I'm not a lawyer. This isn't legal advice. My professional insurance does not cover this article. Also:

"The article does not constitute an attorney-client relationship, attorney-client privilege, or legal or practical advice of any sort. [Dongs.]" - haldron

If you're looking at a contract that's terrifying you or involves a ludicrous amount of money or whatever, please consult a local lawyer in your jurisdiction who can help you more directly. This is an article intended to gloss over standard creative contracts from the perspective of a contractor/employee and an employer, and to try and make you realize why you should probably use one - plus a few tips I've learned over the years on both sides of these contracts. Now buckle up and enjoy the read.




Introduction



Contracts. Some people love them (and rightfully so); some people fear them; some people genuinely don't know what they are, let alone what they should include - and what they actually mean for the parties entering them. So we're going to start this article with a brief definition of what a contract is:

contract
1) n. an agreement with specific terms between two or more persons or entities in which there is a promise to do something in return for a valuable benefit known as consideration... The existence of a contract requires finding the following factual elements: a) an offer; b) an acceptance of that offer which results in a meeting of the minds; c) a promise to perform; d) a valuable consideration (which can be a promise or payment in some form); e) a time or event when performance must be made (meet commitments); f) terms and conditions for performance, including fulfilling promises; g) performance.

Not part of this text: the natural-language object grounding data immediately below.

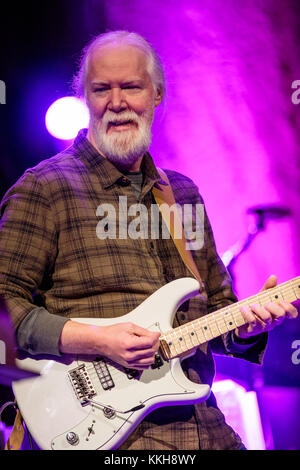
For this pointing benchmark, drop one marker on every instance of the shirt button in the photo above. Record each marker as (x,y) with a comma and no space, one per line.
(124,181)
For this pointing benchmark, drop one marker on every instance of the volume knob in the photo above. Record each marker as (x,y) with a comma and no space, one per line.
(72,438)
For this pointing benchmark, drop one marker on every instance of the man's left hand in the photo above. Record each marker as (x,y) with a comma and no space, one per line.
(265,318)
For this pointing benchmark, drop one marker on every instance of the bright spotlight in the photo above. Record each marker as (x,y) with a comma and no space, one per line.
(66,116)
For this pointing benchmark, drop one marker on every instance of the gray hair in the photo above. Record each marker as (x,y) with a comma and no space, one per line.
(154,66)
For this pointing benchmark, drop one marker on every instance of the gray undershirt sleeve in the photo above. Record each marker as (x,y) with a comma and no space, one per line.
(40,331)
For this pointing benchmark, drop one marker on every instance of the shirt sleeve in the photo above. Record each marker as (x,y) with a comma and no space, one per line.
(27,254)
(39,332)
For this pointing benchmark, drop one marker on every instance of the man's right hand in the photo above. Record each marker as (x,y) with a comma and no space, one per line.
(125,343)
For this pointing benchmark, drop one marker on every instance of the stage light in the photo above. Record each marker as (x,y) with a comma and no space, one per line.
(241,411)
(66,116)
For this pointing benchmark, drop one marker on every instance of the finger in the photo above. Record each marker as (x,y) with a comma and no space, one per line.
(261,313)
(270,282)
(248,315)
(142,340)
(290,310)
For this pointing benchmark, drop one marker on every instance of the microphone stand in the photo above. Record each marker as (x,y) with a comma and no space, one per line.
(262,213)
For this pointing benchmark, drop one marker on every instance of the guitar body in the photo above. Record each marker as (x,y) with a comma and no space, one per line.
(93,403)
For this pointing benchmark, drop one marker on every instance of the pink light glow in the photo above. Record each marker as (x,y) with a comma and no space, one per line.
(65,117)
(241,411)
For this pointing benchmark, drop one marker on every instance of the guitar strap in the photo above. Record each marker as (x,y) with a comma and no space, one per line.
(164,198)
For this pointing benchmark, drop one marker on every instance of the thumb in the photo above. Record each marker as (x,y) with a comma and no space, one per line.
(270,282)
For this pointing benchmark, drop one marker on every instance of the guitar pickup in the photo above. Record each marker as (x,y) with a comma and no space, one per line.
(158,362)
(103,374)
(132,373)
(82,384)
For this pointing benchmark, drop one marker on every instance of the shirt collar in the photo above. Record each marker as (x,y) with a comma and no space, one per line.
(106,170)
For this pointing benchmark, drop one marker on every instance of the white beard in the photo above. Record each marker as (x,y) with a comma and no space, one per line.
(123,148)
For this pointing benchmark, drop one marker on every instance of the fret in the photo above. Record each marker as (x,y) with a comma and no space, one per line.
(199,333)
(191,335)
(188,338)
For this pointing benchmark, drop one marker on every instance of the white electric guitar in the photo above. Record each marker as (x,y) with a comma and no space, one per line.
(93,403)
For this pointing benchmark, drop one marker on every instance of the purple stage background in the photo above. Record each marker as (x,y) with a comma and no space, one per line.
(229,122)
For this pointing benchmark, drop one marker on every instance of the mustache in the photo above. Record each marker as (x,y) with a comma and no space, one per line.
(125,116)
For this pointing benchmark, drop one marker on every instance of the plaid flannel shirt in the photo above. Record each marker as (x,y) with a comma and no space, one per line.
(50,256)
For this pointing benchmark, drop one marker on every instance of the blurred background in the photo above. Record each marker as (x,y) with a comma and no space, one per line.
(230,121)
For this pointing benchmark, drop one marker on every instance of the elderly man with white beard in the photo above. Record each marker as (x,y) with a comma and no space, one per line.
(54,267)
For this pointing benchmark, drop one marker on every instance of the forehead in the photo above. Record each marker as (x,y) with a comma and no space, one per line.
(117,63)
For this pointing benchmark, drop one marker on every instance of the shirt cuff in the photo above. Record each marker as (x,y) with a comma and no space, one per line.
(40,331)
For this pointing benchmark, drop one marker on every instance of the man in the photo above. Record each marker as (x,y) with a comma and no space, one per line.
(50,248)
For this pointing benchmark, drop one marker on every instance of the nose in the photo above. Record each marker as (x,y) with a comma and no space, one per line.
(117,102)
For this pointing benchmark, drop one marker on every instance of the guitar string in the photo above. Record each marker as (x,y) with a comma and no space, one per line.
(210,320)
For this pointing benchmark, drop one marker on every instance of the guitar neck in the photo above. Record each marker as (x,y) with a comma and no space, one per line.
(188,337)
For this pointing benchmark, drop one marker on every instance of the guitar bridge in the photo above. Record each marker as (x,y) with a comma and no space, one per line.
(82,384)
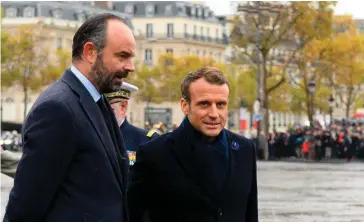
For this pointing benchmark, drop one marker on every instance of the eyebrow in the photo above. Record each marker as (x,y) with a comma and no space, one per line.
(130,54)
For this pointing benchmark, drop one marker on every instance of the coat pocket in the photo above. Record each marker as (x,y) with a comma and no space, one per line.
(90,218)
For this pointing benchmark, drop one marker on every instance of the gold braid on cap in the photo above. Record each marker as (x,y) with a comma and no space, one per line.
(121,93)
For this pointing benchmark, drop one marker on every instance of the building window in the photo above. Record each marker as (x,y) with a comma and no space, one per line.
(57,13)
(69,43)
(148,57)
(168,10)
(150,10)
(129,8)
(9,100)
(11,12)
(170,30)
(206,13)
(194,32)
(28,12)
(188,11)
(193,11)
(185,31)
(201,33)
(199,12)
(59,43)
(149,30)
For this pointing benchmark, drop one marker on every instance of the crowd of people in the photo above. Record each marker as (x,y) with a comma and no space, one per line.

Sorry for the dry text from a legal dictionary.

So - to put that in simpler terms: It's an enforceable legal agreement, not necessarily in writing, between two or more parties involving a mutual exchange of "consideration" - which could be anything from cash money to property or equity to a promise to do or not do something.

The above is not a contract, since Nene Leakes's friend has not encouraged her to pee in her drink. If Nene Leakes's friend does encourage her, or even bluntly ask her, it is still probably not a contract, but rather an illusory or "nude" promise - since the friend isn't giving her consideration the offer is not enforceable. If Nene Leakes's friend offers her $10 to pee in her drink, then it's a contract, but other doctrines to the effect of "who the hell would even want that for $10" may apply. If she offers to pay Nene $10 to not pee in her drink, that might be a contract too, but probably voidable because of duress.

When it comes to creative contracts, what this usually translates to is fairly simple: You're offering rights to a work you created or the license to use that work, generally in exchange for either money or the notoriety of having your work seen and attributed to youCourts don't generally decide on what is fair consideration - caveat emptor and all - and the definition at law is pretty broad as long as whatever you're trading is legal to trade.


"Most creative contracts have consideration, as artwork is generally bartered for money or sexual favors. However, the latter may not be enforceable due to anti-prostitution statutes." - haldron 

By making the agreement explicit, you and the other party can both file lawsuits to seek remedies for non-performance, like refunds or injunctions, if the contract isn't followed properly. A well-written contract allows the artist to collect payment if the other party is being difficult, and allows the other party to make you turn over the work if you're being difficult. Plus lots of other protections on both sides, depending on the specific terms you agree on. It also outlines the exact rights the artist is assigning or waiving, including things like whether they want to have the work attributed to them, whether to let the other party use it in derivative works (like using a logo in a business card), or whether the other party has a one-time right to use the work or an unlimited right to use it. Now we're going to go into some specifics topics, about things like rights and money. Woo!


BUT FIRST:



Here's some actual advice though: Don't sign anything without reading it. Don't sign anything you don't understand. Don't sign anything you don't agree with. Don't sign anything that has errors in it. Don't sign anything unless you're sure about it, basically. You can always consult a lawyer if you don't understand your contract or have concerns about it.


Next order of business:


Intellectual Property Rights



Okay, so let's say you just made a bad-ass logo for Company X. You're going to give it to them and they want to buy it from you, and you've not done a contract yet. Do you want to just outright give it to them - so they can use it however they want and do to it whatever they want, for a one-time fee? Or do you want to license it to them to use specifically on their website and business cards, but most certainly never on an envelope? And do you want to be given credit for it, or do you want to use it in your portfolio to sell your own skills to future customers? These are the questions you've got to figure out in your contract - because at law, you might have an unfair advantage or a total disadvantage over the company if there's nothing written.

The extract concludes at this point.